On paper it all sounds good: You control a rogue battle android named A.D.A.M., and you clash with other androids, increasing in power as you fight, as well as attaching the weapons of felled enemies to your own robotic chassis. It's nothing too original, but the potential's there for a fun, fast-paced experience that's brimming with robot death. Rengoku: Tower of Purgatory all but completely botches the execution, delivering an experience that's clumsy, repetitious, and, thankfully, fairly short-lived.
There's a loose narrative thread in Rengoku, but the game relies more on a particular strain of Japanese quasi-spiritualism--the kind that prompts anime robots to spout five-minute monologues about the essence of the soul and the meaning of life--to establish atmosphere. Thankfully it's used quite sparingly, manifesting itself mostly in short bits of poorly translated dialogue before a boss fight. All this freshman navel-gazing takes itself rather seriously, but whatever. You're here to murder robots, right?
Then we've got some good news and some bad news. The good news is: You will murder plenty of robots while playing Rengoku: Tower of Purgatory. In fact, aside from customizing A.D.A.M.'s weapon loadout, murdering robots is all you'll do in Rengoku: Tower of Purgatory. The bad news is: Rengoku: Tower of Purgatory all but completely fails to capitalize on the promising prospect of murdering robots all day with its awkward controls and a tedious overall design. Each level in Rengoku is made up of a series of interconnected, randomly generated rooms, and each room encounter goes something like this: Enter a brown room, lock on to the nearest robot, and mash on your attack buttons while double-tapping the D pad to circle-strafe the enemy robot until one of you is dead. Then rinse, and repeat.

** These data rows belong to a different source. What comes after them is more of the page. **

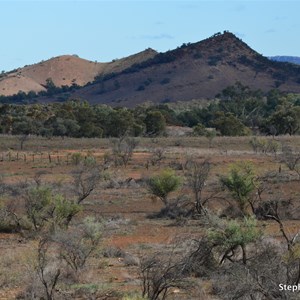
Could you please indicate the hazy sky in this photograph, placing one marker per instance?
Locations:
(32, 31)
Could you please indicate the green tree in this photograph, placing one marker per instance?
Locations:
(228, 236)
(229, 125)
(163, 184)
(241, 182)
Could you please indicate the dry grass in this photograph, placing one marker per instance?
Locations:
(126, 207)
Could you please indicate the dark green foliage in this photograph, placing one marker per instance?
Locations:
(236, 111)
(163, 184)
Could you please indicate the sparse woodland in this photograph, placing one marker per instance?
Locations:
(99, 203)
(149, 218)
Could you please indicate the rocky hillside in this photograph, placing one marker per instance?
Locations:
(63, 70)
(192, 71)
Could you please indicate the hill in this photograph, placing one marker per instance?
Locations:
(290, 59)
(65, 70)
(192, 71)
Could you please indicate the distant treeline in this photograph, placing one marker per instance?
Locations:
(236, 111)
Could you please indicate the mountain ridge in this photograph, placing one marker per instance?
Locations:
(193, 71)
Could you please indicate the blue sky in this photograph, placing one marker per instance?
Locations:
(32, 31)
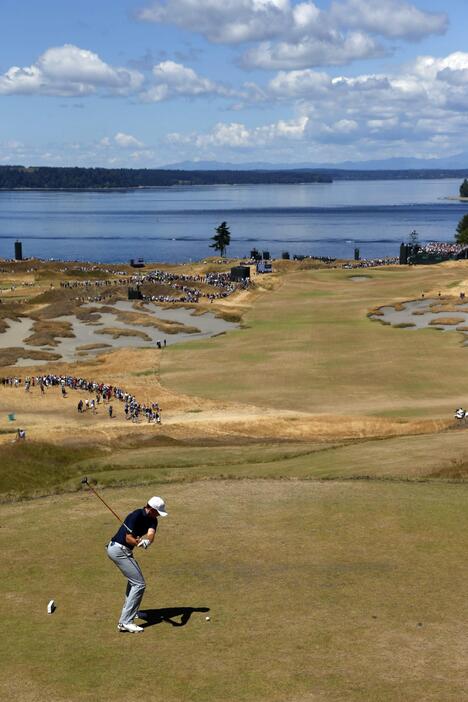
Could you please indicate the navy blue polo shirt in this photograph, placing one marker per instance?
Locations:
(138, 522)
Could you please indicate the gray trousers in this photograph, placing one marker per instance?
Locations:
(126, 563)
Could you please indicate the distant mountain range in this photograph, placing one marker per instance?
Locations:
(456, 162)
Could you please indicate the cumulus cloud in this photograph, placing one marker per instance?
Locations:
(389, 18)
(237, 135)
(173, 79)
(69, 71)
(419, 109)
(127, 141)
(289, 34)
(334, 50)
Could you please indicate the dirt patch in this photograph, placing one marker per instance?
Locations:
(47, 332)
(116, 332)
(10, 356)
(93, 347)
(446, 321)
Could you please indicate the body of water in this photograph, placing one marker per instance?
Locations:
(175, 224)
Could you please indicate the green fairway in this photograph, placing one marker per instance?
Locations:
(309, 345)
(316, 591)
(316, 483)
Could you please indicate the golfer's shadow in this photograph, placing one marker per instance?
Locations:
(170, 615)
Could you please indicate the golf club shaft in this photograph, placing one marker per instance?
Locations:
(108, 507)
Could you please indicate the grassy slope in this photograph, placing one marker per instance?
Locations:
(310, 346)
(316, 591)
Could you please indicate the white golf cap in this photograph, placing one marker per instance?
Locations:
(158, 504)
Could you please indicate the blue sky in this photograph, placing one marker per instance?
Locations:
(124, 83)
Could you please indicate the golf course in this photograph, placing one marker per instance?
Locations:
(315, 478)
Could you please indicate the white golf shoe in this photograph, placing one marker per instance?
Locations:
(131, 627)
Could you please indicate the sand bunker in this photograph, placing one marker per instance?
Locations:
(420, 314)
(177, 324)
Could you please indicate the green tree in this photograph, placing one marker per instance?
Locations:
(461, 237)
(221, 239)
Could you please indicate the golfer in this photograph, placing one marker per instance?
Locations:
(138, 529)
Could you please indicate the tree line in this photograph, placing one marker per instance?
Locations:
(51, 178)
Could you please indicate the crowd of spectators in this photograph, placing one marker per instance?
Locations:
(181, 283)
(100, 392)
(444, 248)
(372, 262)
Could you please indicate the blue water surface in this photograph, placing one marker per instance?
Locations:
(175, 224)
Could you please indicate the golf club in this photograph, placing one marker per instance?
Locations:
(85, 482)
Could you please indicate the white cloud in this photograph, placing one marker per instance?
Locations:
(238, 136)
(127, 141)
(420, 109)
(334, 50)
(298, 35)
(389, 18)
(69, 71)
(174, 79)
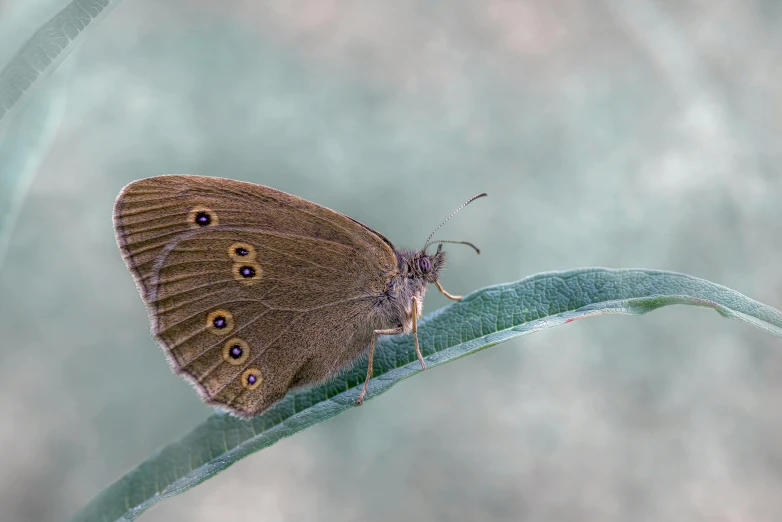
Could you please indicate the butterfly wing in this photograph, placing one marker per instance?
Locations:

The game never throws a large number of opponents at you at once, but you'll regularly encounter other androids that are simply tougher than you. Then you'll either die, at which point you'll have all your equipped weapons stripped from you, and you'll be returned to the beginning of the level, or you'll run back to the start with your tail between your legs. The combat doesn't rely too heavily on skill, so when you do find yourself outmatched, the only real option is to backtrack to an earlier level to grind out more experience fighting weaker opponents. Combine this with the fact that neither the levels nor the enemies you encounter ever change in an appreciable manner, and the whole game becomes a grind.